Nous savons qu’il n’y a pas de solutions miracles face à une épidémie qui représente un défi sans précédent mais l’enjeu est tel pour les trois pays les plus affectés et pour toute l’Afrique de l’Ouest, qui reste entièrement exposée, qu’on ne peut se satisfaire de stratégies et de pratiques sur le terrain comportant des incohérences évidentes. On ne peut se contenter d’attendre la fin de l’épidémie pour évaluer la réponse, ni de suivre des directives dictées par le dépassement des capacités des structures de prise en charge en milieu de soins. La responsabilité de la supervision technique des activités médicales doit être clairement assignée à une organisation mandatée à cet effet et capable de l’assumer.
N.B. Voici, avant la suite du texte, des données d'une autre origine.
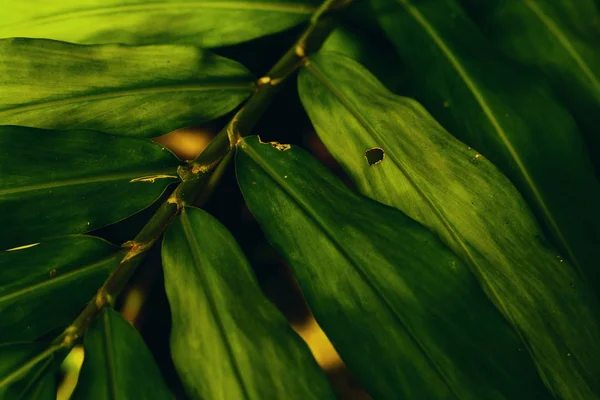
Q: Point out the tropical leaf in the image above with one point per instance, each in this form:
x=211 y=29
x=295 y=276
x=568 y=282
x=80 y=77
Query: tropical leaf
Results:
x=44 y=287
x=207 y=23
x=401 y=310
x=507 y=115
x=27 y=371
x=450 y=188
x=559 y=38
x=117 y=363
x=371 y=50
x=61 y=182
x=228 y=341
x=124 y=90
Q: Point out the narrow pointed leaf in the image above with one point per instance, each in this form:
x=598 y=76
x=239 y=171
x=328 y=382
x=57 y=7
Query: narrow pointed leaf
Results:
x=228 y=341
x=27 y=371
x=450 y=188
x=45 y=286
x=134 y=91
x=117 y=363
x=506 y=114
x=559 y=38
x=404 y=313
x=54 y=183
x=207 y=23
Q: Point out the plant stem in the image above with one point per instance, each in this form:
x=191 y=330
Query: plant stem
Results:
x=197 y=175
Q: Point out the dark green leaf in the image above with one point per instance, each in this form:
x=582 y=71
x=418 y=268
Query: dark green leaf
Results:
x=228 y=341
x=207 y=23
x=507 y=115
x=559 y=37
x=450 y=188
x=60 y=182
x=117 y=363
x=124 y=90
x=44 y=287
x=27 y=371
x=406 y=316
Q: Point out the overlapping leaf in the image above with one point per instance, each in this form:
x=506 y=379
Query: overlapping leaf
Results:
x=45 y=286
x=54 y=183
x=559 y=38
x=506 y=114
x=405 y=314
x=450 y=188
x=228 y=341
x=27 y=371
x=117 y=363
x=207 y=23
x=134 y=91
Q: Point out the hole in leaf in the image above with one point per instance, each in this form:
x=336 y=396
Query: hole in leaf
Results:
x=374 y=155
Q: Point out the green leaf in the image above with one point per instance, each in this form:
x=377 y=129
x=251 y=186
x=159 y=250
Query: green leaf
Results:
x=559 y=38
x=134 y=91
x=27 y=371
x=507 y=115
x=228 y=341
x=45 y=286
x=406 y=316
x=453 y=190
x=207 y=23
x=371 y=50
x=54 y=183
x=117 y=363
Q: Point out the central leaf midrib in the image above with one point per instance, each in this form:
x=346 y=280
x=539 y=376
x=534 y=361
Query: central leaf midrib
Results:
x=289 y=8
x=74 y=274
x=109 y=177
x=200 y=87
x=481 y=101
x=313 y=215
x=564 y=41
x=197 y=258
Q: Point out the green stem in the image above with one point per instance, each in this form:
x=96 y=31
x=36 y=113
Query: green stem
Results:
x=197 y=175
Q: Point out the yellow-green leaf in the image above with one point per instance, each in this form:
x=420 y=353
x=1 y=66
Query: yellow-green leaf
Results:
x=207 y=23
x=123 y=90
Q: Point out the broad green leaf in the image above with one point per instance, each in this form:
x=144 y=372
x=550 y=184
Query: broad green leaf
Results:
x=54 y=183
x=405 y=314
x=228 y=341
x=457 y=193
x=123 y=90
x=207 y=23
x=371 y=50
x=558 y=37
x=507 y=115
x=45 y=286
x=117 y=363
x=27 y=371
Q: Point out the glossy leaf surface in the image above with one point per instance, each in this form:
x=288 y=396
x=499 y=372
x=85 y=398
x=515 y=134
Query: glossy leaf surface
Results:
x=228 y=341
x=123 y=90
x=506 y=114
x=450 y=188
x=45 y=286
x=559 y=38
x=117 y=363
x=207 y=23
x=27 y=371
x=401 y=310
x=54 y=183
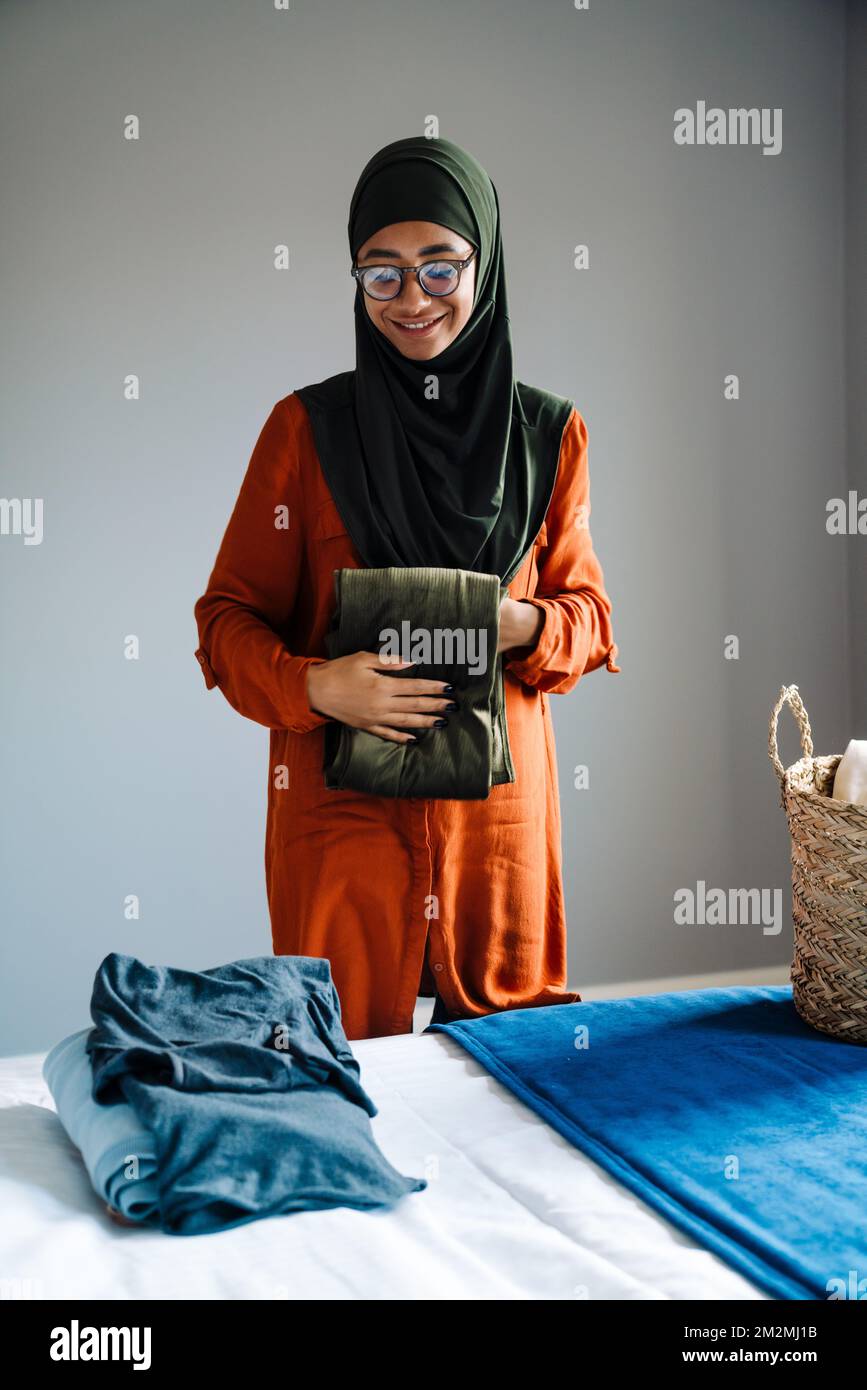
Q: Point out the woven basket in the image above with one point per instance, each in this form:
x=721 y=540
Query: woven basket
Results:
x=828 y=887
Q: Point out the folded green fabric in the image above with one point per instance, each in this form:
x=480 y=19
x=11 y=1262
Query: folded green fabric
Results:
x=448 y=623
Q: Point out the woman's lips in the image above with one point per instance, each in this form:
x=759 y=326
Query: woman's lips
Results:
x=418 y=332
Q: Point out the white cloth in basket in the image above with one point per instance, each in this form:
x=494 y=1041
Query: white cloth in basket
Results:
x=851 y=776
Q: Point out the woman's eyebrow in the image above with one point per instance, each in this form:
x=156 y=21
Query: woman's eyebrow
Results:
x=423 y=250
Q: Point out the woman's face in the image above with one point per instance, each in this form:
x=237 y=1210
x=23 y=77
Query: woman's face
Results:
x=413 y=243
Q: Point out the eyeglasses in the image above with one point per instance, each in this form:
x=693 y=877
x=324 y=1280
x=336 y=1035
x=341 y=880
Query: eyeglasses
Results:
x=386 y=281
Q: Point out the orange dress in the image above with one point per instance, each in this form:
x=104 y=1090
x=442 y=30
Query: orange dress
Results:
x=400 y=894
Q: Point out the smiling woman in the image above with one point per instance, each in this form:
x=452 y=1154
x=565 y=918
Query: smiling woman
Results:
x=428 y=455
x=402 y=298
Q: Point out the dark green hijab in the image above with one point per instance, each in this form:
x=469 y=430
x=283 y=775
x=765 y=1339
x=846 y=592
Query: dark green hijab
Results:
x=464 y=480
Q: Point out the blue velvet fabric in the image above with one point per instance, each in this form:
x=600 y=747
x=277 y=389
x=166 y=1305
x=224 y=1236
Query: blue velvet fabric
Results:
x=720 y=1108
x=246 y=1082
x=118 y=1153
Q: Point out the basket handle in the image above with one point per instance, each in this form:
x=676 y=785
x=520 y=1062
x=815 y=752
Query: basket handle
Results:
x=788 y=695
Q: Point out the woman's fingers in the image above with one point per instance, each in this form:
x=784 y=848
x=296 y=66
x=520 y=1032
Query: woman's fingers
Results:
x=406 y=719
x=391 y=734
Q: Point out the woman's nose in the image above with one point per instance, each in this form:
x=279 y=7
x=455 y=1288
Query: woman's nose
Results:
x=413 y=292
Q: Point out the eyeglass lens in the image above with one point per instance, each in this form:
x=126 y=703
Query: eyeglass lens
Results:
x=435 y=278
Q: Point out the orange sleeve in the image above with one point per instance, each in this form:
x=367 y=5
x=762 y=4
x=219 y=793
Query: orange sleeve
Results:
x=577 y=631
x=252 y=590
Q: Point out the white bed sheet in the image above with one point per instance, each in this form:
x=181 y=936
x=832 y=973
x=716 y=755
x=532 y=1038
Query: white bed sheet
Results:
x=510 y=1211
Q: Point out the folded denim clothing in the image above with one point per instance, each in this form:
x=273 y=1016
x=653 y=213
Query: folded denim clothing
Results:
x=118 y=1153
x=452 y=617
x=245 y=1077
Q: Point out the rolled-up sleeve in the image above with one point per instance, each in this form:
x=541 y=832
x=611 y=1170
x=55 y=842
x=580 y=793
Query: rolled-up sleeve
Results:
x=252 y=590
x=577 y=634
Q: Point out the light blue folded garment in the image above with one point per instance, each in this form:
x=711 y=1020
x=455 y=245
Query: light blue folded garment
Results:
x=118 y=1154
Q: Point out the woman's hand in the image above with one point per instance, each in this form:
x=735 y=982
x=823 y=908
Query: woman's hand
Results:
x=353 y=691
x=520 y=624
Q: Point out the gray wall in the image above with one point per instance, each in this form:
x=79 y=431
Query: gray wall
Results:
x=709 y=516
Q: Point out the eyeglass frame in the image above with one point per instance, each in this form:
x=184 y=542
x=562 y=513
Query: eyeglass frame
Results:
x=356 y=271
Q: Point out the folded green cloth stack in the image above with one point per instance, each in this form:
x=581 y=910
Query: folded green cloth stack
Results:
x=448 y=622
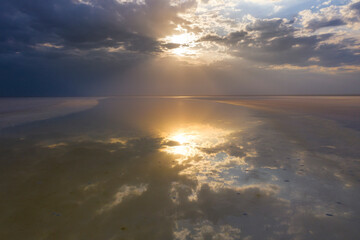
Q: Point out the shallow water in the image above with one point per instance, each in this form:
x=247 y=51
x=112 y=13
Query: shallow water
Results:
x=185 y=168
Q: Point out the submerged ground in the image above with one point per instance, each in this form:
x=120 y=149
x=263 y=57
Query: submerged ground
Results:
x=180 y=168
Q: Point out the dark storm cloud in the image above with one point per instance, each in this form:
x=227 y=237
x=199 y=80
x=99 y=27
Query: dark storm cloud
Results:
x=87 y=26
x=277 y=42
x=55 y=46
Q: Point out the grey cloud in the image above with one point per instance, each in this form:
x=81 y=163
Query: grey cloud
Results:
x=317 y=24
x=277 y=42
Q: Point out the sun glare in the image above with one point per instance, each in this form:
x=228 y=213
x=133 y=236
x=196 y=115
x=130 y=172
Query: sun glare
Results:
x=184 y=38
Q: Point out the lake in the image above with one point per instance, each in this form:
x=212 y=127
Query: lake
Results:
x=184 y=167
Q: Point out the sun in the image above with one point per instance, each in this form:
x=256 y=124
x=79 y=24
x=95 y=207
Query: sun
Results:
x=186 y=42
x=184 y=38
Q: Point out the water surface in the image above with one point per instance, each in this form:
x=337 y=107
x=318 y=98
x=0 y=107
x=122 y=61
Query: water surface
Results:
x=183 y=168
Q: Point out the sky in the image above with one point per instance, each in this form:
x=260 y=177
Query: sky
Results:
x=179 y=47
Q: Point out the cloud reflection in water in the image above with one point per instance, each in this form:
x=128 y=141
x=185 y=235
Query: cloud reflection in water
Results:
x=178 y=169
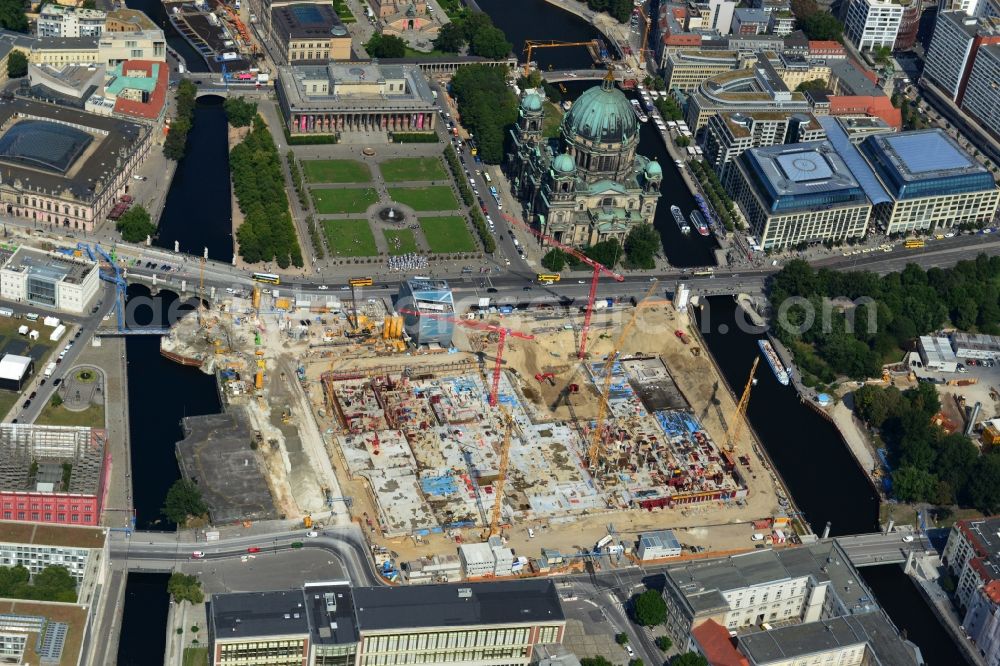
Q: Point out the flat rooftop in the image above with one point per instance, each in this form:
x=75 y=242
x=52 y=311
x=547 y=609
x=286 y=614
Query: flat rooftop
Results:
x=93 y=170
x=35 y=458
x=500 y=602
x=42 y=264
x=252 y=614
x=36 y=534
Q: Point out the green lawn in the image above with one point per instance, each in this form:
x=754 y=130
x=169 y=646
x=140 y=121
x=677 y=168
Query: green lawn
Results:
x=195 y=656
x=447 y=234
x=336 y=171
x=348 y=200
x=438 y=197
x=350 y=238
x=407 y=243
x=93 y=416
x=412 y=168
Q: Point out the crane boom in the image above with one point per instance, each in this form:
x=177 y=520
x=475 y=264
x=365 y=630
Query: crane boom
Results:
x=501 y=331
x=594 y=451
x=598 y=267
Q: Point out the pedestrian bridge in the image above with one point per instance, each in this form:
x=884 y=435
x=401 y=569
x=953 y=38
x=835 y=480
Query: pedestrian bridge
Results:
x=870 y=550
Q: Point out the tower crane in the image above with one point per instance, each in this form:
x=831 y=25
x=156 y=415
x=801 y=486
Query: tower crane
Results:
x=501 y=331
x=532 y=44
x=598 y=267
x=594 y=451
x=741 y=407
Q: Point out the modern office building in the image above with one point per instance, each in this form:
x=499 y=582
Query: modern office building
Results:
x=49 y=280
x=954 y=49
x=307 y=33
x=346 y=98
x=53 y=474
x=972 y=556
x=798 y=193
x=982 y=95
x=686 y=70
x=56 y=20
x=432 y=299
x=728 y=135
x=825 y=612
x=591 y=185
x=333 y=624
x=931 y=181
x=872 y=24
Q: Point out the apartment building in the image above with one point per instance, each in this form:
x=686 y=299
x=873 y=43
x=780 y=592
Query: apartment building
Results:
x=728 y=135
x=798 y=193
x=872 y=24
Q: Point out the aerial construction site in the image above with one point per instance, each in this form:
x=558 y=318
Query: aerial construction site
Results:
x=395 y=413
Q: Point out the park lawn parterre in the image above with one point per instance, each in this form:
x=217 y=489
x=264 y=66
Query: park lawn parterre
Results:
x=407 y=241
x=336 y=171
x=343 y=200
x=403 y=169
x=448 y=233
x=438 y=197
x=350 y=238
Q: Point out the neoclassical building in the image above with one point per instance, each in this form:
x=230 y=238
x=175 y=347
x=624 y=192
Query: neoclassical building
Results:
x=589 y=184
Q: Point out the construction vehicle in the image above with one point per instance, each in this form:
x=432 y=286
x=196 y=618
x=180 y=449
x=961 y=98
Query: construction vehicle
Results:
x=501 y=331
x=598 y=267
x=532 y=44
x=741 y=407
x=594 y=452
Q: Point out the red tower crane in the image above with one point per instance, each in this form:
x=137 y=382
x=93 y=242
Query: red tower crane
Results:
x=598 y=267
x=501 y=331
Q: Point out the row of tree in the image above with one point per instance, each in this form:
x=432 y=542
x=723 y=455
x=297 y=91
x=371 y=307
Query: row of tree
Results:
x=724 y=207
x=176 y=142
x=53 y=583
x=930 y=464
x=476 y=30
x=487 y=107
x=267 y=232
x=860 y=320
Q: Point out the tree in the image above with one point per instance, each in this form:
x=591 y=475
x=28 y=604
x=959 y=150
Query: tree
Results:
x=17 y=64
x=822 y=26
x=239 y=112
x=385 y=46
x=554 y=260
x=135 y=224
x=185 y=588
x=451 y=38
x=183 y=501
x=650 y=608
x=12 y=16
x=606 y=252
x=641 y=246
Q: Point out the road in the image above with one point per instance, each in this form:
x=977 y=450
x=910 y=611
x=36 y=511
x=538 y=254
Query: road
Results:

Si cette organisation n’existe pas, il faut créer en urgence une structure technique ad hoc, débarrassée des contraintes et considérations politiques, et décharger toutes les autres organisations de cette responsabilité.
Dakar le 22 octobre 2014
Dr Fatou Francesca Mbow, consultante indépendante en santé humanitaire, fatoumbow@gmail.com
Dr Olakounlé Gilles Yabi, économiste et analyste politique indépendant, gillesyabi@gmail.com

Les deux auteurs sont également membres du WATHI, un réseau de citoyens engagés pour une Afrique de l’Ouest apaisée, solidaire, ouverte, productive et digne.